Reinhard Mey hat diese Geschichte nicht erfunden und sein Lied ist nicht die dramatische Darstellung einer "Legende, um die Deutschen schlecht aussehen zu lassen" (ja, das habe ich tatsächlich genau so schon einmal von jemandem mit meinen eigenen Ohren gehört!), sondern hier hat er sich klar und nüchtern mit den Tatsachen beschäftigt, wie sie z.B. in der Wikipedia verzeichnet sind. Meiner Meinung nach gehört dieses Lied zu den wichtigsten Werken von Reinhard Mey - und es wird noch in vielen Jahren und Jahrzehnten immer dann gesungen werden, wenn es wieder Menschen gibt, die mit "Es muss doch auch mal Schluss sein"-Phrasen ankommen!
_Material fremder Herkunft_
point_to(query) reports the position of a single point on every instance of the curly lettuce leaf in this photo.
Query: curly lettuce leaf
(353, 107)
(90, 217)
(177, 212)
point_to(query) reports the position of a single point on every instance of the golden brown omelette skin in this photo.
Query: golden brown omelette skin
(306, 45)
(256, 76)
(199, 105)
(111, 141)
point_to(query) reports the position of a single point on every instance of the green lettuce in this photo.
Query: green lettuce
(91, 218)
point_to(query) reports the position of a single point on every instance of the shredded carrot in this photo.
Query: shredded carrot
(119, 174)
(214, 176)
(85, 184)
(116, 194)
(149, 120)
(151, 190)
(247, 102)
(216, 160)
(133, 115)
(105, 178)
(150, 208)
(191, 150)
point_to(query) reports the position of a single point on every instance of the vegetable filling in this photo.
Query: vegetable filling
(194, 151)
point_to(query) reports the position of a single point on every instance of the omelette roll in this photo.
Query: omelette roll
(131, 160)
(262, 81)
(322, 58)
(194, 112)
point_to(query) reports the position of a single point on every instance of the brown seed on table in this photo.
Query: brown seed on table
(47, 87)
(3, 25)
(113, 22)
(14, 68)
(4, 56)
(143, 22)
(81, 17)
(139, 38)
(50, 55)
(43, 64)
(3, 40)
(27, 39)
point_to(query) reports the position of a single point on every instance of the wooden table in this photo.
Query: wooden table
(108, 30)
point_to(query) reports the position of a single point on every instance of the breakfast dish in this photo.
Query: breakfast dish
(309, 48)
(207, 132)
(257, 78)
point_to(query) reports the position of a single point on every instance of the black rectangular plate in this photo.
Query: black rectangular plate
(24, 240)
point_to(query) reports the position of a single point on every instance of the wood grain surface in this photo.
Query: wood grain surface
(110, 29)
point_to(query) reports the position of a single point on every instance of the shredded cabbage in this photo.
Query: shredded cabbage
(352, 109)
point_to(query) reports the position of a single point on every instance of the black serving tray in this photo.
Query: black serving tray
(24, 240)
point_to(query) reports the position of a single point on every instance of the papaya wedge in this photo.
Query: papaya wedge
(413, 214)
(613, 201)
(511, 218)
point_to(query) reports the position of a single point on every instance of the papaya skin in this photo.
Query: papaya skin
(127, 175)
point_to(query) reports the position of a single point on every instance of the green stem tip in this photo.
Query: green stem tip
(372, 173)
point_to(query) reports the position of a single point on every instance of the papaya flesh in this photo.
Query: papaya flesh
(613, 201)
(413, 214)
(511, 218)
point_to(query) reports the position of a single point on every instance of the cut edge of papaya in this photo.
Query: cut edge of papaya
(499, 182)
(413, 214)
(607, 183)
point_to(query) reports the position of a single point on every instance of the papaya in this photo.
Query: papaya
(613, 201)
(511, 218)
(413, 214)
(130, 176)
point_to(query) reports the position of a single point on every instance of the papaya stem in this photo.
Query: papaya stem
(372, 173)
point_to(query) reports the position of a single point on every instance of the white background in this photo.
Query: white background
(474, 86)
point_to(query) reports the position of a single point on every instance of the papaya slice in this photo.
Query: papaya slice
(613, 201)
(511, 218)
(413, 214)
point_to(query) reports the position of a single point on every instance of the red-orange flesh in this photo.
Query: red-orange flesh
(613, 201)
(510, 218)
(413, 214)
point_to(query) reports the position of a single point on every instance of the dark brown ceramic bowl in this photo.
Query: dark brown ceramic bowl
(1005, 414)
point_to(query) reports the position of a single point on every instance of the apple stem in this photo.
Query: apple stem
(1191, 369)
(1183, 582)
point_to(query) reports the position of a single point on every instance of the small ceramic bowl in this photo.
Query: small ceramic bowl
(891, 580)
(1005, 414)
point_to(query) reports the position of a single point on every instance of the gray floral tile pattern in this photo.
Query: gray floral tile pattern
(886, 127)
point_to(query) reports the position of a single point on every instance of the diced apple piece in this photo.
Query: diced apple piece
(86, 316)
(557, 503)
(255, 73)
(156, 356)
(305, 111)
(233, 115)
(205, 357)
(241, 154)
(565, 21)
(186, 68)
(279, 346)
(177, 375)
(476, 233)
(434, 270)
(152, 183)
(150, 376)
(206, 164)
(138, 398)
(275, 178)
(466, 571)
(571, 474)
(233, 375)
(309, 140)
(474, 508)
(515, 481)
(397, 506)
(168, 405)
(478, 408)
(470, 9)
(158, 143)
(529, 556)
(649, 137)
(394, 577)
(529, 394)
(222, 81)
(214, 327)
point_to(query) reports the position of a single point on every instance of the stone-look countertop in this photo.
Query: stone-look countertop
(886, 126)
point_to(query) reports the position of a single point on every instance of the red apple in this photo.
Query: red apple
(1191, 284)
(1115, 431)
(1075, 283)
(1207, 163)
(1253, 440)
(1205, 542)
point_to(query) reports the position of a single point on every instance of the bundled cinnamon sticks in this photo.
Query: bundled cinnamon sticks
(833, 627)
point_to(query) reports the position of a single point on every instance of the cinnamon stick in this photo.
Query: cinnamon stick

Vor ein paar Jahren gab es auf Deutschlandfunk Nova einen Beitrag im Rahmen von Eine Stunde History, in dem die Autoren den "Schlächter von Lyon" Klaus Barbie zum Thema machten. Das war der Leiter der Gestapo im Süden Frankreichs und er befahl die Deportation und den Mord dieser 44 Kinder von Izieu. Die Geschichte seiner Flucht nach Bolivien, seiner Auslieferung nach Frankreich und seiner Verurteilung zu lebenslanger Haft wird in diesem Radiobeitrag gründlich ausgeführt. Ein Satz aus der Sendung blieb mir in Erinnerung:
Wenn ich mir dieses Lied anhöre habe ich IMMER einen Kloß im Hals und ich werde es machen, wie Reinhard Mey es in der letzten Strophe singt:Dieser Mann (also Barbie) war tatsächlich ein Albtraum für alle, die nicht mit den Nazis kollabirierten...
Und es muß doch auch mal Schluß sein, endlich, nach all den Jahr’n.
Ich rede und ich singe und wenn’s sein muß, werd‘ ich schreien,
Damit unsere Kinder erfahr’n, wer sie war’n...
Vor ein paar Monaten hatte ich ein Erlebnis, welches mich noch lange begleiten wird und von dem ich in diesem Zusammenhang noch berichten möche:
Während meines Einsatzes in der ambulanten Pflege im Rahmen meiner Ausbildung führte ich im Oktober ein Gespräch mit einem älteren Patienten (Jahrgang 1926!), der als junger Mann in der deutschen Wehrmacht im Einsatz war und den seine Erlebnisse bis heute begleiten. Ich bin dankbar, ihm begegnet zu sein, weil er offen mit mir über seine persönlichen Erlebnisse sprach und nichts beschönigte oder verharmloste, was er damals erlebte. Er äußerte sich immer wieder in der Art, dass wir, die wir heute in Deutschland leben, so eine Entwicklung nie wieder zulassen dürfen. Wir kamen auf einen Beitrag in der Tagesschau zu sprechen, in dem es um dem vom Prozess gegen eine 96-jährige Frau ging, der die Staatsanwaltschaft vorwirft, Beihilfe zu mehr als 11.000 Morden geleistet zu haben...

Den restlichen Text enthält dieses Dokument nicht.